Value-Based Care News

AHA Recommends Changes to Radiation Oncology Model Following Delay

AHA noted concerns about the discount factors, stop-loss policies, and quality measures included in the Radiation Oncology model.

Radiation Oncology model, American Hospital Association, discount factors

Source: AHA Logo

By Victoria Bailey

- The American Hospital Association (AHA) has recommended changes to the CMS Radiation Oncology (RO) Model following the agency’s decision to delay the model’s start date.

In a letter to CMS Administrator Chiquita Brooks-LaSure, AHA expressed support for the original goals of the RO model to ensure fair and predictable payments for radiation oncologists. But the organization noted that payment cuts and accompanying administrative burden have warped the model’s intentions.

In April 2022, CMS proposed an implementation delay until a start date determined by future rulemaking. AHA supported this decision and offered a series of modifications that CMS should consider before moving forward with the RO model.

The hospital organization voiced concerns about the discount factors under the RO model. The model included a discount factor of 3.5 percent for the professional component (PC) and 4.5 percent for the technical component (TC).

“The amount and application of these discount amounts, and the uneven playing field they created both within the model and between participants and those excluded from the model, was extremely concerning to us — as well as others,” AHA wrote.

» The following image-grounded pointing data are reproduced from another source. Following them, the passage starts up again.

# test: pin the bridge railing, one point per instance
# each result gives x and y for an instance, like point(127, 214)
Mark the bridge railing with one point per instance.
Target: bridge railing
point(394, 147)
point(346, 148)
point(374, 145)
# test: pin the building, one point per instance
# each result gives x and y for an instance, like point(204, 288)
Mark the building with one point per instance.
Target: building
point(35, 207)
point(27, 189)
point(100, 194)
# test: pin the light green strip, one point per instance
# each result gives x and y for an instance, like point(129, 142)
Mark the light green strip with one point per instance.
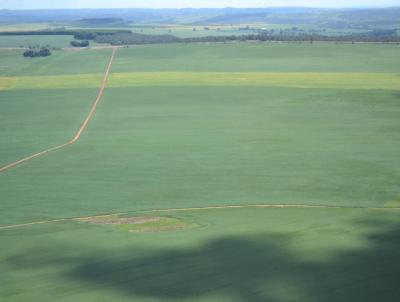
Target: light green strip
point(387, 81)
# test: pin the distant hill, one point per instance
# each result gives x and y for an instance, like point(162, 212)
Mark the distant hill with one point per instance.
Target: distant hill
point(387, 18)
point(101, 22)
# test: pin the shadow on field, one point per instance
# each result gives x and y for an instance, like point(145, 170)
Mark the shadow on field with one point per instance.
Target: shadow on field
point(259, 268)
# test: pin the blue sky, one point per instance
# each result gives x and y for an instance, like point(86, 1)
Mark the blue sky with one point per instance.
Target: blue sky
point(36, 4)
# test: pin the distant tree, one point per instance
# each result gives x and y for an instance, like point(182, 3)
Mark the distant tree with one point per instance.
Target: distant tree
point(80, 43)
point(37, 52)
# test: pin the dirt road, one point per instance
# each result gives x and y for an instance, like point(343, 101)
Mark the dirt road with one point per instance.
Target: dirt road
point(81, 129)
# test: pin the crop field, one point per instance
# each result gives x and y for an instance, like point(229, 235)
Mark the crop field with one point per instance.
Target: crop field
point(208, 172)
point(27, 41)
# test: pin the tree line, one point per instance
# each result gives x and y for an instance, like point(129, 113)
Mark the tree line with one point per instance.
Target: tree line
point(381, 36)
point(37, 51)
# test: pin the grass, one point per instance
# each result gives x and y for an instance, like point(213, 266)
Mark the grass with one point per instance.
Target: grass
point(261, 57)
point(13, 64)
point(193, 144)
point(190, 146)
point(236, 255)
point(344, 81)
point(34, 120)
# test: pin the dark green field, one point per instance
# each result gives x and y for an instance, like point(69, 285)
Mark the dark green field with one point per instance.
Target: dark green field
point(333, 153)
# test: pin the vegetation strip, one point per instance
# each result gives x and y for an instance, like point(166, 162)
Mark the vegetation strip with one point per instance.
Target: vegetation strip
point(328, 80)
point(81, 129)
point(275, 206)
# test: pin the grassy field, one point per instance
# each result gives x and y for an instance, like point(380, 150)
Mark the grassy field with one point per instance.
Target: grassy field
point(26, 41)
point(204, 125)
point(232, 255)
point(12, 63)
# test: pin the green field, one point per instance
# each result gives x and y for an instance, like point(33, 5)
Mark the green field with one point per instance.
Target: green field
point(27, 41)
point(203, 125)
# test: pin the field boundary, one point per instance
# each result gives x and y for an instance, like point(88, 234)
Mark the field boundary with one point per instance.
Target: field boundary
point(272, 206)
point(81, 129)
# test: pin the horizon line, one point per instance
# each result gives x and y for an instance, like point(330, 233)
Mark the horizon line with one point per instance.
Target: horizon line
point(216, 8)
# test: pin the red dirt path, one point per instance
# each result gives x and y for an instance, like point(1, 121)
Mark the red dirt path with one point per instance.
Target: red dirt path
point(81, 129)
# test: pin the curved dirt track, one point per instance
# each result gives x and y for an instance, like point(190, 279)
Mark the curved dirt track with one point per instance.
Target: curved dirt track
point(272, 206)
point(81, 129)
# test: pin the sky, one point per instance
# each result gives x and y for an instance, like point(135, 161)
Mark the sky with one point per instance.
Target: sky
point(56, 4)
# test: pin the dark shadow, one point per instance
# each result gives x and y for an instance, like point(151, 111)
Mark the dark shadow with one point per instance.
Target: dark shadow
point(258, 268)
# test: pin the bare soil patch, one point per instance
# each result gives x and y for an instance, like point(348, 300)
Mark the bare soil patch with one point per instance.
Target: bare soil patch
point(116, 220)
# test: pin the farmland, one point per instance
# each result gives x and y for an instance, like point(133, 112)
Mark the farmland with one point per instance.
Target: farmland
point(197, 135)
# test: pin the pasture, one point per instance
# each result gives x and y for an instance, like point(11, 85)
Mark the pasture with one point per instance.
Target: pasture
point(309, 131)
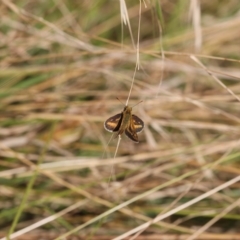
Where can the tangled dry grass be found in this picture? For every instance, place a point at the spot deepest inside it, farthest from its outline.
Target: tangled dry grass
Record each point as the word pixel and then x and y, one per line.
pixel 63 63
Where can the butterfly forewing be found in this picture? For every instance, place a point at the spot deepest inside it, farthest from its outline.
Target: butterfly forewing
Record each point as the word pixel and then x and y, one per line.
pixel 138 123
pixel 113 123
pixel 130 131
pixel 125 122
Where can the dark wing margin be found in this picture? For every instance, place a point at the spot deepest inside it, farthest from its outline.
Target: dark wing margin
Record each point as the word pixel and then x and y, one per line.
pixel 131 133
pixel 113 123
pixel 138 123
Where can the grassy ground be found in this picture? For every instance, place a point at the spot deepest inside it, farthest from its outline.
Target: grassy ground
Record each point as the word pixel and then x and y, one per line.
pixel 63 63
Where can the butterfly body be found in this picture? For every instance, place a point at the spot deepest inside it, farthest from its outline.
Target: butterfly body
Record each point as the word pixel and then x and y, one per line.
pixel 125 122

The discount sizes are the largest that CMS has ever proposed for a bundled payment model, the letter noted.

In addition, AHA said it was confused as to why the TC discount factor was higher than the PC discount factor. Hospital TC providers cannot impact the treatment plan or episode cost but make all the capital investments for radiation therapy, the letter stated.

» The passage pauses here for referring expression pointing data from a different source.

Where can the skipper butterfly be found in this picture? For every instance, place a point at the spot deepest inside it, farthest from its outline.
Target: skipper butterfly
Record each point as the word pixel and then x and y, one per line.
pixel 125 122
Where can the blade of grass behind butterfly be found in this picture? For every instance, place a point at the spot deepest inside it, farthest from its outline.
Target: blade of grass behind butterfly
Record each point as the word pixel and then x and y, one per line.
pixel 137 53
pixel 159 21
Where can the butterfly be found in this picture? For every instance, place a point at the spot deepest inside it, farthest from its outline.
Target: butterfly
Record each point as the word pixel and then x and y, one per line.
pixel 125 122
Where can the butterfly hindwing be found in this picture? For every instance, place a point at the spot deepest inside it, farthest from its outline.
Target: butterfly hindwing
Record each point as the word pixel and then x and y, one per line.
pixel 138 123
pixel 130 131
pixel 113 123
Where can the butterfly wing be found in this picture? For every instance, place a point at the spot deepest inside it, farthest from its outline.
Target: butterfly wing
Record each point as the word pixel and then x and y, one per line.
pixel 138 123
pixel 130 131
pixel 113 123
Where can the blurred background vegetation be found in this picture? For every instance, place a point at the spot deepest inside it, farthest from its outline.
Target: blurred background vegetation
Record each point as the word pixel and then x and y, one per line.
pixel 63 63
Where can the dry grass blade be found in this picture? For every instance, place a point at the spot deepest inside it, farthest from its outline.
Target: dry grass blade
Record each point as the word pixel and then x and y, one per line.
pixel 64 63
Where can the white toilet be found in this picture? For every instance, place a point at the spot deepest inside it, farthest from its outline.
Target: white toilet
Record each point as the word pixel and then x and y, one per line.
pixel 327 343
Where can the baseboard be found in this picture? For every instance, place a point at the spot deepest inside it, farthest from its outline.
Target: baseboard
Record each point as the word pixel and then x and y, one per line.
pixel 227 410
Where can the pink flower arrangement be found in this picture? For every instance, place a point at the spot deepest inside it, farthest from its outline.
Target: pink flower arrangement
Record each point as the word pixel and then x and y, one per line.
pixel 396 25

However, hospital TC providers cannot earn a 5 percent advanced APM bonus under the Quality Payment Program for participating in the model like PC providers can.

AHA urged CMS to lower the TC and PC discounts to 3 percent or less to ensure patients maintain access to radiation therapy services.

The organization also asked CMS to apply future stop-loss policies to all participants instead of only participants with 60 or fewer episodes during the baseline period.

“We do not understand this limitation — the number of episodes a participant performs is unrelated to case complexity, for which stop-loss policies are designed to account,” the letter read. “We are worried that under this policy, outlier patients could have lost access to services either at their home facility or at highly specialized locations to which they travel for care.

The RO model includes 15 cancer types, which AHA said makes it too broad to be a mandatory program. After reimbursement cuts due to the discount factors, some hospitals and health systems may not have the finances to invest in the design elements of the model. Therefore, AHA requested that CMS include only cancers for which there is strong clinical evidence for various treatments, such as prostate, breast, and lung cancers.

Finally, AHA mentioned concerns about the RO model’s quality measures, encouraging CMS to only use measures endorsed by the National Quality Forum (NQF). In addition, AHA urged the agency to consider using a pay-for-reporting approach during the model’s first year before transitioning to a performance-based calculation.

The letter also noted that the model’s requirement to report basic clinical information that is not available in claims or captured in the quality measures would create a significant burden for hospitals and would not benefit patients or CMS.

The RO model has received pushback from healthcare stakeholders since CMS proposed the model in 2019.

For example, the Community Oncology Alliance (COA) stated that a mandatory bundled payment model for radiation oncology could detract from quality patient care and interfere with established cancer care models.

In response to negative feedback, CMS delayed the model’s start date for the first time in October 2020. The model was initially slated to begin on January 1, 2021, but the agency delayed it to July 1, 2021. Since then, the start date has been continuously delayed, mainly due to federal legislation.